Fast and reliable satellite internet is available anywhere in Spain where you have a clear view of the sky. We have 20mbps download and 6mbps upload with Tooway. They have tariffs to suit all types of users. We live in a remote mountain area and have used Tooway for more than three years without problem. Phone is also part of the system and costs a fraction of the thieving Movistar charges!


----------



## Pazcat (Mar 24, 2010)

I wouldn't trade 6gb with unlimited data for a capped data package no matter the speed. At 90euro fpr 100gb limit I will give it a miss.
That said often people will find that satellite is the only option available.


----------



## The Skipper (Nov 26, 2014)

Pazcat said:


> I wouldn't trade 6gb with unlimited data for a capped data package no matter the speed. At 90euro fpr 100gb limit I will give it a miss.
> That said often people will find that satellite is the only option available.

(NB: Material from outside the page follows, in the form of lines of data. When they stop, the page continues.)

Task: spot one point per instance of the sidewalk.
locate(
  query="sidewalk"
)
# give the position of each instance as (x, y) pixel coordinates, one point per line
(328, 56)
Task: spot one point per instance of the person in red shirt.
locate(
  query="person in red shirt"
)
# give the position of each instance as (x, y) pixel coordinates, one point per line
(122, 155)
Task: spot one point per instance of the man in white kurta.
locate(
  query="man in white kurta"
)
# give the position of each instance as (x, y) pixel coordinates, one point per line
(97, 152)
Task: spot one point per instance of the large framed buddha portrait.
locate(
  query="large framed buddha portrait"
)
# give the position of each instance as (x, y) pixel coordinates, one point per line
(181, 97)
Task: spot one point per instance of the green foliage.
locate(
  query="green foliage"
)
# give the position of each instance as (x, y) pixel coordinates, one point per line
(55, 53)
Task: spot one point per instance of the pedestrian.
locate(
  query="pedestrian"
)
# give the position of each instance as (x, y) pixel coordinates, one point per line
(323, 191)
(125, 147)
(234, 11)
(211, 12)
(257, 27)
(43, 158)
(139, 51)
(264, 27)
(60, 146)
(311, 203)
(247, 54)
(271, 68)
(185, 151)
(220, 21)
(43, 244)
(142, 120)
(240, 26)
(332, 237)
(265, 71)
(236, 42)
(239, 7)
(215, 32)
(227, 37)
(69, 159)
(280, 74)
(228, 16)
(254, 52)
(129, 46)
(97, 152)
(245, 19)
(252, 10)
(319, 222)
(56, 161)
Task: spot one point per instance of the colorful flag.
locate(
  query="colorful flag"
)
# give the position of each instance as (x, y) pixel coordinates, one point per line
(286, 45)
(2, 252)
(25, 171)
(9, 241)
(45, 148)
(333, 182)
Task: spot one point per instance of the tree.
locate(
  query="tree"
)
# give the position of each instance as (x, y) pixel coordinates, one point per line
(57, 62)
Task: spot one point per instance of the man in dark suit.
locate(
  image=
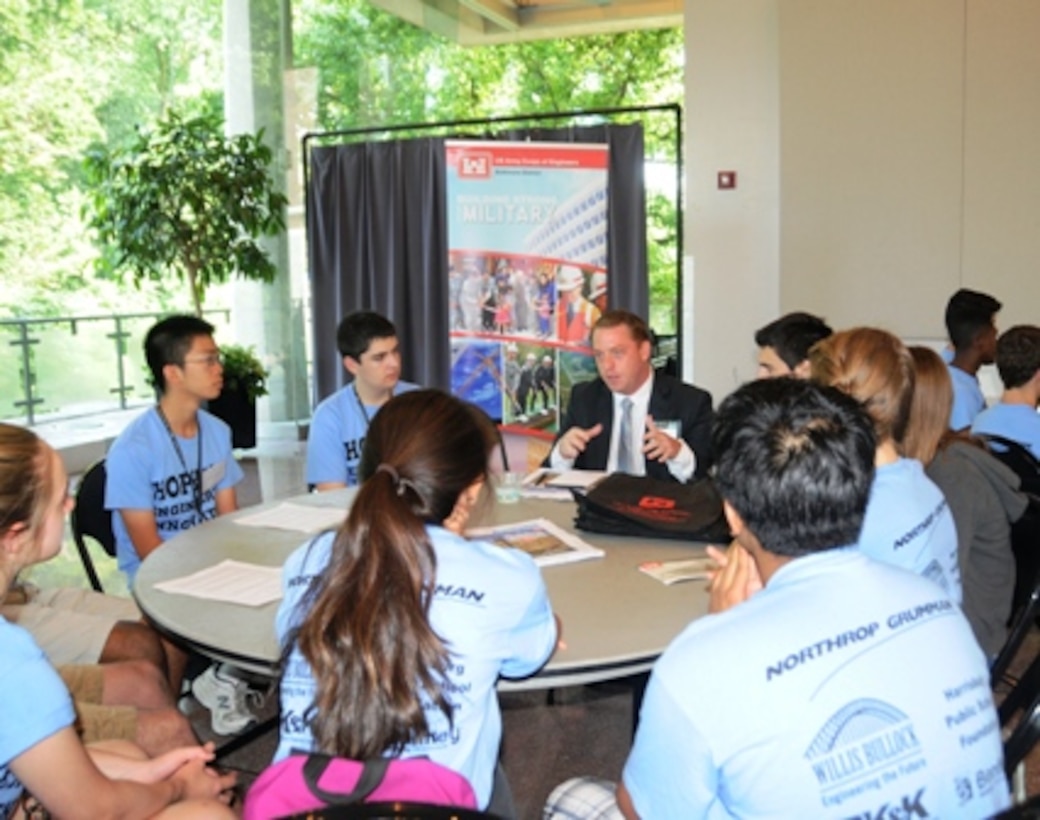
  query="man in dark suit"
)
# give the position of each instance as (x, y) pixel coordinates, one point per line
(632, 419)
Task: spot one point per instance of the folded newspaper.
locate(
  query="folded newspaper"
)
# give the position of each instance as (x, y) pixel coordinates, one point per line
(540, 538)
(669, 572)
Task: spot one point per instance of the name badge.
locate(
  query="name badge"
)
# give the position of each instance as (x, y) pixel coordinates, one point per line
(212, 476)
(671, 427)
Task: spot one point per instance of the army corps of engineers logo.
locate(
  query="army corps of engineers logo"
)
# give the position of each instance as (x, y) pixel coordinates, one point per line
(863, 749)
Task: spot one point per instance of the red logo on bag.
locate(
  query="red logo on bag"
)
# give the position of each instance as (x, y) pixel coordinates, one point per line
(475, 164)
(656, 503)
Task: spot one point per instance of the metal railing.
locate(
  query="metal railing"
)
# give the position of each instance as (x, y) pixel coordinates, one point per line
(72, 366)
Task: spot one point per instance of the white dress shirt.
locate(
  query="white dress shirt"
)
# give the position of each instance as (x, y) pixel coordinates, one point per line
(681, 466)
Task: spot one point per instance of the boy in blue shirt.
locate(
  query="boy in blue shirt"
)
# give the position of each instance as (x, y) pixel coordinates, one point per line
(1015, 416)
(371, 355)
(172, 468)
(842, 687)
(970, 323)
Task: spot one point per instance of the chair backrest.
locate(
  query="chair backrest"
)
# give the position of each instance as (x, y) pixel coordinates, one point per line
(1019, 629)
(1023, 737)
(1018, 458)
(91, 518)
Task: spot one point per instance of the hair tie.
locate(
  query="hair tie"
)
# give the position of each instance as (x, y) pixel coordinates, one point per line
(390, 471)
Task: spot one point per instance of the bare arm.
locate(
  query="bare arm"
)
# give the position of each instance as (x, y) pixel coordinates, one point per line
(227, 501)
(60, 774)
(143, 530)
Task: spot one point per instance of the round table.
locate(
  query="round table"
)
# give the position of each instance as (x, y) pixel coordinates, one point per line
(616, 620)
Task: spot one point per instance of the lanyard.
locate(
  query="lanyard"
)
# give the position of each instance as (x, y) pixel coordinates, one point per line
(361, 407)
(197, 482)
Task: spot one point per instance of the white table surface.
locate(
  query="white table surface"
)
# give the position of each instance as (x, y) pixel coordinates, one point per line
(616, 619)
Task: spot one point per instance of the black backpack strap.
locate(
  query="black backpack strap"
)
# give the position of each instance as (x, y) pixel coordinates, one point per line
(371, 775)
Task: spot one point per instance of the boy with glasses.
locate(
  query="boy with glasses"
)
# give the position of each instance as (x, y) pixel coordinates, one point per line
(173, 468)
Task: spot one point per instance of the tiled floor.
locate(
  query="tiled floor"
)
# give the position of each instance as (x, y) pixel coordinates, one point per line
(587, 731)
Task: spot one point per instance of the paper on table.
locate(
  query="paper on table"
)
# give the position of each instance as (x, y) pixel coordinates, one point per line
(669, 572)
(541, 539)
(545, 482)
(235, 582)
(299, 517)
(582, 479)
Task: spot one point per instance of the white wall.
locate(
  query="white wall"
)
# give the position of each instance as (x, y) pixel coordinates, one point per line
(887, 154)
(731, 124)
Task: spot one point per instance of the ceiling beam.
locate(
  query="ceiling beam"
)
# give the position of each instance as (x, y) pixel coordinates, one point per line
(501, 15)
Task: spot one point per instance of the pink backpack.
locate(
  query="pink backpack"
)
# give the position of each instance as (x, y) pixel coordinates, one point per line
(302, 783)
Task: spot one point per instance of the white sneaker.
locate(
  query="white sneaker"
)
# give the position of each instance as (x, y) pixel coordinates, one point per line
(225, 696)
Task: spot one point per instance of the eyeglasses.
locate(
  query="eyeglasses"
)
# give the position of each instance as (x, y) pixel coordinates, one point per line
(210, 361)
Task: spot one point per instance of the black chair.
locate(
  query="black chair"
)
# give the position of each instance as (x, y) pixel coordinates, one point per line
(1024, 532)
(393, 811)
(1024, 736)
(1021, 624)
(91, 518)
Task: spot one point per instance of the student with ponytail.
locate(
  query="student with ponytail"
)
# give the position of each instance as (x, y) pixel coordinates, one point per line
(396, 628)
(45, 770)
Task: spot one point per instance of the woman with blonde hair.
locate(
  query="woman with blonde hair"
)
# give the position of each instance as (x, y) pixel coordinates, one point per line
(908, 522)
(982, 493)
(44, 767)
(397, 626)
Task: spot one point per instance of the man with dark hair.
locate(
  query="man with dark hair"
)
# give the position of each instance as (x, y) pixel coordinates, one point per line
(841, 688)
(970, 323)
(784, 344)
(632, 419)
(1015, 416)
(173, 468)
(368, 343)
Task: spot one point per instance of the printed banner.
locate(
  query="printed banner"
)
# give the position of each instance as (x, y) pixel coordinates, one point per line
(527, 266)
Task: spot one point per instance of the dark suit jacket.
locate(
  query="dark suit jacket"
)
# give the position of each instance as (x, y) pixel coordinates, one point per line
(592, 403)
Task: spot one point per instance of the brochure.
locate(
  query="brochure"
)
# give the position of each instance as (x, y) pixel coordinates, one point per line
(540, 538)
(546, 483)
(669, 572)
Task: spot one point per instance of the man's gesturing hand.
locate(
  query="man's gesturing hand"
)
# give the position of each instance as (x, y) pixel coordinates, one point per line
(573, 442)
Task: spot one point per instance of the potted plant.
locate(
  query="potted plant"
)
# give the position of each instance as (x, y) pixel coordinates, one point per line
(244, 381)
(184, 200)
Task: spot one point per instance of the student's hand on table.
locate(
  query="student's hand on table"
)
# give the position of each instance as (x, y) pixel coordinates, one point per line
(734, 581)
(574, 441)
(199, 782)
(657, 444)
(163, 766)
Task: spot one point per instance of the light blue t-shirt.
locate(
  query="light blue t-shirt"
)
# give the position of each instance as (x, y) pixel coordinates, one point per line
(34, 705)
(144, 471)
(968, 401)
(1018, 423)
(909, 523)
(338, 430)
(491, 609)
(846, 688)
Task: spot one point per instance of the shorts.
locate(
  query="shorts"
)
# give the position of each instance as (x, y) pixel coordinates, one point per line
(94, 720)
(71, 625)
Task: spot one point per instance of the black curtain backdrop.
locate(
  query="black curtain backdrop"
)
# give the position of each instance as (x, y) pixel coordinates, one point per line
(377, 235)
(377, 232)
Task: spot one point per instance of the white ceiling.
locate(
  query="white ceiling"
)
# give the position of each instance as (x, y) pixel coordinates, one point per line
(485, 22)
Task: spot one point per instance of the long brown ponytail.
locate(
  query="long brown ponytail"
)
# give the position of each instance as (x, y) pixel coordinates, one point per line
(374, 657)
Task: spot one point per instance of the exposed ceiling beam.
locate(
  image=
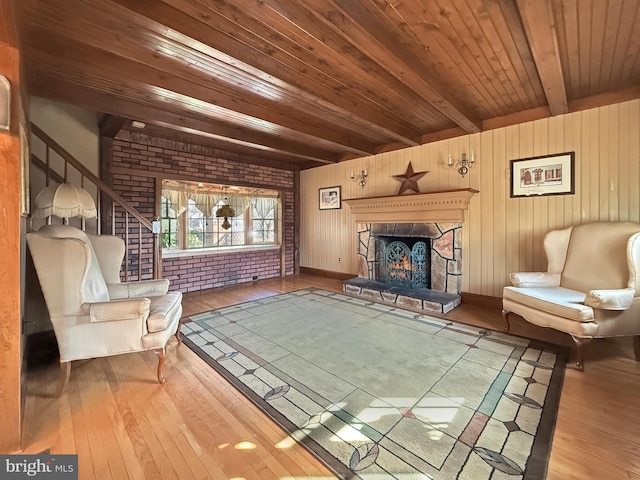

We pay €39 a month for a 20gb download limit but with unlimited download between 11pm and 7 am. We have two PCs and two smartphones and are constantly surfing the net. We regularly download UK TV programmes and use Apple Facetime for video calls and have never exceeded our 20gb limit. I assume anyone who needs 100gb must be an IT professional constantly working online. For normal domestic use I can´t imagine anyone needing more than 20 gb, especially if used sensibly (ie, timing big downloads during the unlimited period). It works well for us which is just as well as there is no other option (except for 3g mobile which is a joke!)


----------



## Horlics (Sep 27, 2011)

Anything that depends on a clear view of the sky cannot be considered reliable, IMO.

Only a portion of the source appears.